When I put the kettle on for coffee I think of my daughter. I want to show her how my kettle here is so different than my kettle in the UK.
When I pour the hot water through the filter I think of my mom. I want to show her how we make it here, and I want her to sit with me in the morning as she tries Brazilian coffee with my home made almond milk while we wake up. I wonder if she’ll like it.
When I lay out my yoga mat on the balcony I think of my friend, Vicki. I wish she could join me out there while we practice our crow poses without falling over. Who am I kidding? We’d both fall over and laugh our asses off. Then we’d walk over for a frozen acai to cool off when we’re done.
When I stop in the acai shop I think of my son. The boy who works there looks a lot like him. I dream about what it would be like if I could just pop over for a visit on his lunch break just to see his face.
When we treat ourselves to a frappuccino at the bookstore in the mall I think of my friend, Kate. I hope she can come visit me like we planned before we left last time. I don’t have a beach to lay on with her anymore, but I’ve got her spot reserved at the pool.
When I go to my tecido class I think of my friend, Kesley. Man, she would love this! I can just imagine her in the class, fitting right in with the other students even though she doesn’t speak Portuguese. They’d love her.

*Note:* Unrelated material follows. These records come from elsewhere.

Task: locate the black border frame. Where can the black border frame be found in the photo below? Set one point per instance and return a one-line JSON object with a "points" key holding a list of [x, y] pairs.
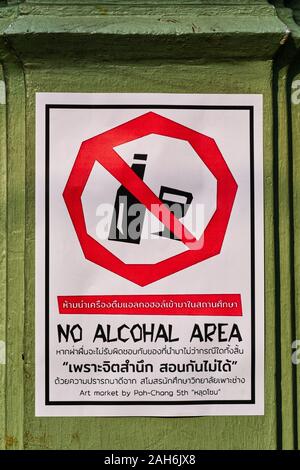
{"points": [[48, 107]]}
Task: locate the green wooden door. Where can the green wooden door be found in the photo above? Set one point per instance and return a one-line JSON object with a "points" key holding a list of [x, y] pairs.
{"points": [[171, 46]]}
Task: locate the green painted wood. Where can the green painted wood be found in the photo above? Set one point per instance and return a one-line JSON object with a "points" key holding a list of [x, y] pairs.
{"points": [[93, 49], [3, 214], [15, 253]]}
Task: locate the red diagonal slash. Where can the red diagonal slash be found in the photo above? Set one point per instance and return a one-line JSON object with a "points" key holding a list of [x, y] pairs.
{"points": [[118, 168]]}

When it rains I think of our friends from Scotland. I bet Angela would be amazed at our wild afternoon tempests and how loud the thunder is!
When we park in the garage below the apartment I think of my dad. He’d get a kick out of the kit buggy parked around the corner from our spot. I wonder if he’d like the way they restored the Mustang on the other side.
When we hear the parties going on outside in the BBQ area I think of Brian’s younger son. He’d be right in the middle of it, dancing with his girl.
When we walk through the big park I think of Brian’s older son. I bet he’d like the scenery, and his wife would have a ball with her camera there.
When we go to a new friend’s place for a BBQ I think of Greg and Jenn. I bet they’d love spending the whole day dipping in the pool, eating and drinking in small portions all day long, laughing, telling stories and playing with everyone’s little kids. Maybe even have a mid-afternoon nap before waking up to continue the party.
When I hear the roar of a Harley coming up around us on the road I think of my bike riding friends. I wonder if they’d like a road trip around here, and I wish I could show them some of the small and winding roads that have taken us to some amazing waterfalls. Kevin could bring his fishing pole and provide dinner, grilled right there in the forest.